A Systematic Perspective on Human Memory

John Gabrieli

Stanford University

Delineation of the functional architecture of human memory has been a major goal for psychology and for cognitive neuroscience. Beginning with the seminal studies of Ebbinghaus, one approach towards this delineation has been purely behavioral and not included any consideration of the actual neural architecture of human memory. This behavioral approach has been highly productive, but limited largely to the memorization of word lists. Further, theoretical progress has stagnated for the past decade as researchers debate whether one-process or two-process (e.g., recollection and fluency) models better account for verbal recognition memory. A second, memory systems, approach has attempted to identify specific neural networks that mediate specific mnemonic processes. This approach has several strengths, but also some limitations. First, only the systems approach can account for the many dissociations seen in patients with brain injuries that were unanticipated by behavioral theory, such as dissociations between explicit and implicit memory performance, between multiple kinds of explicit memory performance, and between multiple kinds of implicit memory performance.
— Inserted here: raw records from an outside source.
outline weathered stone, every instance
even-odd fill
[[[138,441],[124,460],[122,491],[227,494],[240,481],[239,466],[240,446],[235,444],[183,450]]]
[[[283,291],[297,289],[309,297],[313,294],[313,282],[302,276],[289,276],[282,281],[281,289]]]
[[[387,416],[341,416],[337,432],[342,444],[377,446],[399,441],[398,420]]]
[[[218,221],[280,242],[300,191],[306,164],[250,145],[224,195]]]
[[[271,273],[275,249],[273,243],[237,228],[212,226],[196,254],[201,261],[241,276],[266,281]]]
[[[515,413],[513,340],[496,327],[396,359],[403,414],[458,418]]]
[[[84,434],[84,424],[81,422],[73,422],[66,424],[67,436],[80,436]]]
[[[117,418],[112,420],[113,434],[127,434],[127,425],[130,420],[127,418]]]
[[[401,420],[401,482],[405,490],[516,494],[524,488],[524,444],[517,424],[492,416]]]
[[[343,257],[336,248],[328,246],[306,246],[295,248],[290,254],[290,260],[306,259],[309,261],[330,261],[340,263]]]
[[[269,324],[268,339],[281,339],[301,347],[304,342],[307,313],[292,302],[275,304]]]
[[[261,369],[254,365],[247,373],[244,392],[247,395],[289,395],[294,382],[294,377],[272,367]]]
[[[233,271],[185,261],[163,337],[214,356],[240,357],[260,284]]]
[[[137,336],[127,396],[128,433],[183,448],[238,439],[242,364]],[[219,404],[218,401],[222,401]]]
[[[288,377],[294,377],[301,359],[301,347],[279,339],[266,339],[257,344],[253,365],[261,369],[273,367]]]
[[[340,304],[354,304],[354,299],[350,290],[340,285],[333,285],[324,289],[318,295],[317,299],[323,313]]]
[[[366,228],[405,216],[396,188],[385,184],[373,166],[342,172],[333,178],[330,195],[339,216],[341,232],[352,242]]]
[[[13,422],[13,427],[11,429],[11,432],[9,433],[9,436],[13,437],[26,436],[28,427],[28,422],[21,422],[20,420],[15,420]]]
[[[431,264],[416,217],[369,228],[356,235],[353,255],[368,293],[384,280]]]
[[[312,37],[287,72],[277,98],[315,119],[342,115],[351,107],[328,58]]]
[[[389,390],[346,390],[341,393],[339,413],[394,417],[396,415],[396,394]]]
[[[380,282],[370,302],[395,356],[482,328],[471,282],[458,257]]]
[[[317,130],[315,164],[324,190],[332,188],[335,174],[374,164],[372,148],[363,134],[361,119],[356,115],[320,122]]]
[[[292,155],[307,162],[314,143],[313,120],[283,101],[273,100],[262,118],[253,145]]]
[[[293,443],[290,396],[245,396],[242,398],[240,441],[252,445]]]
Second, the memory systems approach has broadened theorizing about memory to include many kinds of learning, ranging from repetition priming to classical conditioning to cognitive skill learning, in a synthetic framework. Third, the memory systems approach provides for the greatest number of constraints upon theory because it is informed both by behavioral and by neuroscience data. In turn, these constraints may provide a level of specificity and generalization that is accurate for principles that govern particular forms of memory. Fourth, the memory systems approach has been generative, from the discovery of implicit forms of memory to integration with novel functional imaging techniques. One critique of the systems approach is that there may be many memory systems, but it is unclear why that is a weakness of this approach if there are actually many memory systems in the human brain. One important limitation of the memory systems approach is that it does not characterize the actual processes mediated by the systems (i.e., that a form of memory depends upon a particular brain structure does not explain what mnemonic process is mediated by that structure). That, however, is a limitation of theory and knowledge in both psychology and neuroscience.